The poem below, from Wisteria, comes directly out of his experiences and time in South Carolina; its immediate story, of a domestic who worked for a segregationist (the real story, not the Hollywoodized The Help version), is American down to its phonemes (though a similar sentiment we know exists not just in countries that have had legalized apartheid, like South Africa, but throughout the colonial and post-colonial world). The younger poet's witnessing, however, is universal, one starting ground of and for the art itself. "I, scavenger poet / swoop and pick // at the living thing"--isn't this what so much poetry, so much literature, so much art does? There is an ethical grounding here, too. The poet isn't just taking to make something out of someone else's life, but seeks to bear witness, and the fidelity of the voice he listens to, records, is crucial: "I let my mother down / and commit sins of the soul." He does not back away from her truth telling realization, nor from his role in setting it down, but for both poet and lyric speaker, the fact of seeing the now blind segregationist have to live with his beliefs balances this out, providing a "gourmet of irony" different from, and yet not so different from that of the poem. So here, then, is Kwame's poem.
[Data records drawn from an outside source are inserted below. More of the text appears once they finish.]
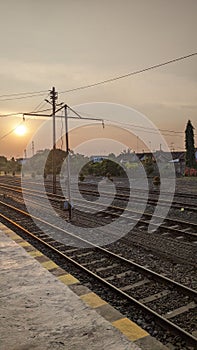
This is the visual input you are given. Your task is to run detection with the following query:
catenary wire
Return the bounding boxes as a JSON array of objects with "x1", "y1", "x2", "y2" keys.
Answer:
[{"x1": 59, "y1": 52, "x2": 197, "y2": 94}]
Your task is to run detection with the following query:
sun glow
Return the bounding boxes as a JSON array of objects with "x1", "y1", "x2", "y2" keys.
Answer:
[{"x1": 14, "y1": 125, "x2": 27, "y2": 136}]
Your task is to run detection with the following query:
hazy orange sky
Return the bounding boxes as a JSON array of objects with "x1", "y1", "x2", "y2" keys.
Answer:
[{"x1": 0, "y1": 0, "x2": 197, "y2": 157}]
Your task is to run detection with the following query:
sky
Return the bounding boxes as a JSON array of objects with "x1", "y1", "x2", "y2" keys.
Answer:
[{"x1": 0, "y1": 0, "x2": 197, "y2": 158}]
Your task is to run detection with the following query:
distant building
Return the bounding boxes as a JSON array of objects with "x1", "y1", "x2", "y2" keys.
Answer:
[{"x1": 90, "y1": 156, "x2": 108, "y2": 163}]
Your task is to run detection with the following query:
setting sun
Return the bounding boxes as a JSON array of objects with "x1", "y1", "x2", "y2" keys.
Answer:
[{"x1": 14, "y1": 125, "x2": 27, "y2": 136}]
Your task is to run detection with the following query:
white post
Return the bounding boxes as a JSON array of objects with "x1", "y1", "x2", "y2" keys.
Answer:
[{"x1": 64, "y1": 105, "x2": 72, "y2": 220}]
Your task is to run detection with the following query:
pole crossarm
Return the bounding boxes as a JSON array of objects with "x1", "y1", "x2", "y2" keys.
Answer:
[{"x1": 23, "y1": 110, "x2": 104, "y2": 126}]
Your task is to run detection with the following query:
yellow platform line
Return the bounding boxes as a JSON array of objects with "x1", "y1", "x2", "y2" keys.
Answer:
[
  {"x1": 27, "y1": 250, "x2": 43, "y2": 258},
  {"x1": 41, "y1": 260, "x2": 58, "y2": 270},
  {"x1": 0, "y1": 225, "x2": 150, "y2": 341},
  {"x1": 112, "y1": 318, "x2": 149, "y2": 341},
  {"x1": 18, "y1": 241, "x2": 31, "y2": 247},
  {"x1": 57, "y1": 273, "x2": 79, "y2": 286},
  {"x1": 80, "y1": 292, "x2": 107, "y2": 309}
]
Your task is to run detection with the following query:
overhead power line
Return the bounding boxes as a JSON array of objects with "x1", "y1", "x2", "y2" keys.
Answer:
[
  {"x1": 59, "y1": 52, "x2": 197, "y2": 94},
  {"x1": 0, "y1": 90, "x2": 48, "y2": 98},
  {"x1": 0, "y1": 52, "x2": 197, "y2": 102}
]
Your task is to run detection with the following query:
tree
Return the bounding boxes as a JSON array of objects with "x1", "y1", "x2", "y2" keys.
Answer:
[{"x1": 185, "y1": 120, "x2": 196, "y2": 168}]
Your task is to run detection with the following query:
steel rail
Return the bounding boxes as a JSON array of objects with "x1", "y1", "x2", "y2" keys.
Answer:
[{"x1": 0, "y1": 208, "x2": 197, "y2": 347}]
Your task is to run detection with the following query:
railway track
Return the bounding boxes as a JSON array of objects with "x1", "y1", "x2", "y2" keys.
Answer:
[
  {"x1": 0, "y1": 179, "x2": 197, "y2": 244},
  {"x1": 2, "y1": 177, "x2": 197, "y2": 213},
  {"x1": 0, "y1": 201, "x2": 197, "y2": 348}
]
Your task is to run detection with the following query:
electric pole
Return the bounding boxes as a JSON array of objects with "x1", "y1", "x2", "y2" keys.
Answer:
[{"x1": 50, "y1": 87, "x2": 57, "y2": 194}]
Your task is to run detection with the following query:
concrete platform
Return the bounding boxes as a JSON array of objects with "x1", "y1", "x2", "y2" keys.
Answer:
[{"x1": 0, "y1": 224, "x2": 167, "y2": 350}]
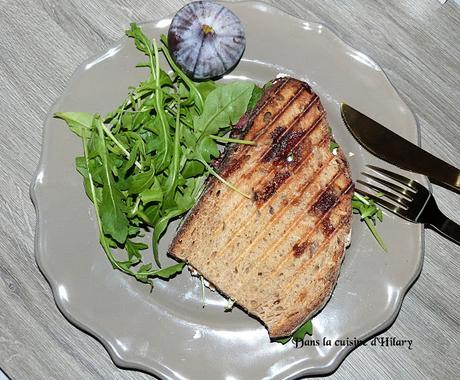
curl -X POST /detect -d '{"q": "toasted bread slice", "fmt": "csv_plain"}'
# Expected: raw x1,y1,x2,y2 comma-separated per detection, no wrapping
170,78,353,338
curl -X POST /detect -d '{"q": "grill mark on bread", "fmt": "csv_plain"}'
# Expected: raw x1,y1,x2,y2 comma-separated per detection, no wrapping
213,83,318,211
283,183,354,291
247,81,305,140
214,136,334,255
296,216,350,302
253,171,291,206
232,159,342,265
210,107,330,238
280,183,354,270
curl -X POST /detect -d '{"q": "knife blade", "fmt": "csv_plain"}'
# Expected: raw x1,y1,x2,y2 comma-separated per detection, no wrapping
340,103,460,192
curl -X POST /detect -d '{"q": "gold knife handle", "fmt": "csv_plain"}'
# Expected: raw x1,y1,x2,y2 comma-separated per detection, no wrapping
426,206,460,245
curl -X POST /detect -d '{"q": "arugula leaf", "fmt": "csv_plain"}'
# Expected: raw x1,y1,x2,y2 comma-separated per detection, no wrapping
351,191,388,252
248,86,264,111
55,24,260,284
54,112,94,137
275,320,313,344
94,115,128,243
193,82,254,139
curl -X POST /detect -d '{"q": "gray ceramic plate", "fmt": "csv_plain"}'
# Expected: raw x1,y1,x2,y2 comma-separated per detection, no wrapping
32,2,426,379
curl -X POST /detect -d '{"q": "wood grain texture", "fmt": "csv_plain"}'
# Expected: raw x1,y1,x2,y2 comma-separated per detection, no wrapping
0,0,460,379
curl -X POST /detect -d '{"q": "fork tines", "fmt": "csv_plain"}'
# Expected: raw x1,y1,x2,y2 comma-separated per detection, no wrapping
357,165,421,215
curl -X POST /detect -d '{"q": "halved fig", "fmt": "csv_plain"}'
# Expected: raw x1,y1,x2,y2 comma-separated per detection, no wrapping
168,1,246,80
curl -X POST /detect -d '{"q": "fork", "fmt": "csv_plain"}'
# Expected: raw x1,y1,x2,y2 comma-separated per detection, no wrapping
356,165,460,245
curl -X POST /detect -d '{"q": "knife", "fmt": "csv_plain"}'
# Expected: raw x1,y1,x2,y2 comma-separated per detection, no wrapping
340,103,460,192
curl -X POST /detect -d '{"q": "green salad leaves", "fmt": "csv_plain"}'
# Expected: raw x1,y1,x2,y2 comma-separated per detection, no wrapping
54,24,255,284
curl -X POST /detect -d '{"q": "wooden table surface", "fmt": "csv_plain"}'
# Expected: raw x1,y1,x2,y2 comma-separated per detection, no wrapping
0,0,460,379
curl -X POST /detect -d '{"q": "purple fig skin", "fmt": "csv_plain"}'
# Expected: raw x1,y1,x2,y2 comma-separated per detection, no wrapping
168,1,246,80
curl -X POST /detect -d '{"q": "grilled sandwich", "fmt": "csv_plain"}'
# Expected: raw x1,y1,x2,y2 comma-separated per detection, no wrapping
169,77,353,338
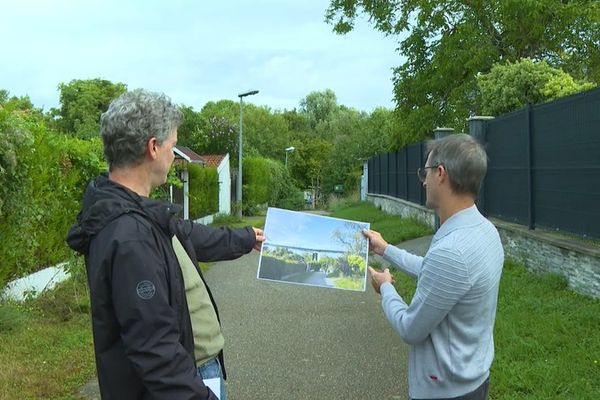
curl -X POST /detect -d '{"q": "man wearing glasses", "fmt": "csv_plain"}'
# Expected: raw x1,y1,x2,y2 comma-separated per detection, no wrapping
364,134,504,400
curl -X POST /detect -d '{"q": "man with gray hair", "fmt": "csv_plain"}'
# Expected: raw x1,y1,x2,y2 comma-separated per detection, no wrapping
67,90,264,400
364,134,504,400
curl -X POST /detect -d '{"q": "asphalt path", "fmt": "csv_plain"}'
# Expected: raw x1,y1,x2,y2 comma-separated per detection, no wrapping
205,251,408,400
79,236,431,400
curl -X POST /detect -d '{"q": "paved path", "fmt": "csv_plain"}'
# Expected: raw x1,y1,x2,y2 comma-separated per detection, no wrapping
81,237,431,400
POEMS IN EVERYDAY PLACES Your story told, Your poem made, I, scavenger poet, swoop and pick at the living thing, to make my own feast of metaphor gourmet of irony. He said those words, spat them out in my face: "Not as long as I live will I see no colored child riding a school bus." Roosevelt looking down like God almighty, and the flag curled in the corner. Well, he never saw them, those colored children climbing onto the yellow bus books in hand, and riding, but someone whispered it into his ear while he stared into the black. My mother never said rejoice in the infirmities of others; sometimes I let my mother down and commit sins of the soul. I am singing this song for him and dancing on his grave: "What you wish for, that's what you're gonna get."